El espejismo de Dios es un libro que seguramente, a juzgar por su éxito de ventas, gusta mucho a la clase de lector a la que va dirigido, por su acumulación de irreverencias contra la religión, de la cual presenta una imagen truculenta, estúpida y odiosa. Así, por contraste, los ateos pueden sentirse agradablemente como una especie de aristocracia del espíritu. Pero si eliminamos la retórica laicista y el juego sucio dialéctico, la argumentación central no aporta nada nuevo, más allá de algunas metáforas. El capítulo final, en el que Dawkins trata de convencernos (¿convencerse?) de que la perspectiva de la disolución en la nada tras la muerte no debe inquietarnos, recurre al viejo tópico epicúreo, reeditado por Mark Twain: ¿qué es dejar de ser, sino volver al estado en que nos hallábamos antes de nacer? ¿Y eso debería inquietarnos? A Dawkins parece que no le inquieta. Sin embargo, confiesa sentirse "emocionado" por el momento de avances científicos en que vivimos.

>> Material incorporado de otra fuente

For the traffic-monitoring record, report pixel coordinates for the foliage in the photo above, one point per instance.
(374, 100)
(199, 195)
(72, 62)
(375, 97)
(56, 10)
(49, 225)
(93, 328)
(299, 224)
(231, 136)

Vana emoción, si le restan una o dos décadas por experimentarla, y luego nada; todo será, para él, como si jamás hubiera existido el señor Dawkins ni jamás se hubiera escrito El espejismo de Dios.

[1] Richard Dawkins, El espejismo de Dios, Espasa Calpe, Madrid, 2007.

[2] Antony Flew, Dios existe, Ed. Trotta, Madrid, 2012.